I didn't know Williams, but the head of her organization, Serve Afghanistan, described her as a "lovely girl, a great adventurer." Williams' death hung heavy in our thoughts as Ali and I wound our way through the steep mountain pass that is the only road east out of Kabul, alongside which lie the rusting hulks of Soviet-era tanks. Today, those are joined by the newer wreckage of a pair of burned long-haul trucks that were attacked by the Taliban just a month ago. The drivers, say the Taliban, were carrying goods for the U.S. Army.
Only once we returned to Kabul a few hours later did Ali confess that he had been terrified for the duration of our drive. He kept looking in the rearview mirror, he said, wary of any unusual activity on the road or men in the mountains with weapons.
The fear gnaws at us all, and we start to wonder what risks are acceptable in the pursuit of a story. My decision to visit Sarobi, north of Kabul, began to feel a bit foolish. Since I first started coming to Afghanistan in 2003, I have driven this road scores of times. The same with the road west, to Kandahar, and south, to Khost. These days the roads are all but off-limits, plagued by Taliban insurgents, war or rampant criminality that leaves no vehicle untouched. Kabul is encircled, say residents of the capital. While the city itself is safe, they say, the Taliban are encroaching from all sides.

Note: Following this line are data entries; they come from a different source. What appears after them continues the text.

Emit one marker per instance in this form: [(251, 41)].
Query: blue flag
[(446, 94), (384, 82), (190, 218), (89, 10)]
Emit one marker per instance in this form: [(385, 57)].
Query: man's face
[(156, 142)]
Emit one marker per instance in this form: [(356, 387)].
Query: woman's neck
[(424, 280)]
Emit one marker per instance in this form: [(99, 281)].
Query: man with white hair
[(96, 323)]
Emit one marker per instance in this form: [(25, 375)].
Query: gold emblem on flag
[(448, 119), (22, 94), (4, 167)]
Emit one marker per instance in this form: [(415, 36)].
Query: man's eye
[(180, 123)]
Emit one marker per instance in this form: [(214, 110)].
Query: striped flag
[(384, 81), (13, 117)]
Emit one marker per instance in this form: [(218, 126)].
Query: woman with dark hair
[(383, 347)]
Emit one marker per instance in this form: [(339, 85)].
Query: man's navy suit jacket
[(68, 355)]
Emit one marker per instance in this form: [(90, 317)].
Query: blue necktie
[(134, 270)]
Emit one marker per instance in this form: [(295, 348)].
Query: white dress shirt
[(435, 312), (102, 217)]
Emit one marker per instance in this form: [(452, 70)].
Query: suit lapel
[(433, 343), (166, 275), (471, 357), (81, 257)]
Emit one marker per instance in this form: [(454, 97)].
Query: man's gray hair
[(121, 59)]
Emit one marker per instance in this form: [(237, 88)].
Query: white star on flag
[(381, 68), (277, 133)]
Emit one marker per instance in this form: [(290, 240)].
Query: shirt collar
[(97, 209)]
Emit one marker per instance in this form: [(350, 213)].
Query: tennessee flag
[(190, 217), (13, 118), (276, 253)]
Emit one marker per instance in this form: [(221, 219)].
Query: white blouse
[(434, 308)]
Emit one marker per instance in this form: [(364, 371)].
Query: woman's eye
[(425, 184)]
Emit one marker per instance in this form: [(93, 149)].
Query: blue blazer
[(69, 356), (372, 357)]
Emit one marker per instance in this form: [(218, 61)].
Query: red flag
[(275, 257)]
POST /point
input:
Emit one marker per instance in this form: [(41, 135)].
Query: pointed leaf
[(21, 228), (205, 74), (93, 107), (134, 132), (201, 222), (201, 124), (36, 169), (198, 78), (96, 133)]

It was in Sarobi that insurgents had killed 10 French troops in August, but after a few phone calls, Ali decided that Sarobi was probably the safest district we could visit to report on the security situation beyond the capital. Once we reached Sarobi, however, we realized that even Kabul's veneer of safety was just an illusion.
Another phone call: a close friend's father, a French-Afghan businessman and relative of the late king, was kidnapped at gunpoint last night, just a few blocks from where Williams was shot this morning. And the kidnappers of the son of another prominent businessman have delivered a ransom note, demanding $20 million.
The violence doesn't only target foreigners and wealthy locals. On Sunday, I was drinking tea with half a dozen truck drivers who ply the road between Kabul and Kandahar, another route I used to drive several times a year. A week ago, Taliban insurgents stopped a bus convoy and abducted 27 men. Six were beheaded and all but one of the rest were killed, according to another Taliban spokesman. He said they were all soldiers for the Afghan National Army. The government, however, says they were migrants, heading to Iran for work.
Still, the truck drivers weren't concerned about the Taliban as much as they were worried about the predations of police officials who charged exorbitant bribes at checkpoints. And the kidnappers they feared were the criminals who charge ransom, and who often work in cahoots with police who refuse to track them down.
One of the truck drivers, Jan Mohammad, 45, was ready to quit, even though his family desperately needed his $100 monthly salary. "I am so fed up," he said. "[Taliban leader] Mullah Omar says if you transport goods for the Americans, I will kill you. But the government security agencies take off their uniforms at sunset and rob me. There is no salvation for any of us."
Mohammad's sentiments echo those of a handful of diplomats and military commanders in Afghanistan who have warned that the country is in a "downward spiral." Afghans are disillusioned by the lack of security and the failures of their government; Westerners focus on the resurgence of the Taliban. But the two are inextricably linked. Until basic security and the deep flaws of the government are addressed, the Taliban will continue to chalk up successes. And that's something that neither Afghans nor Westerners can afford.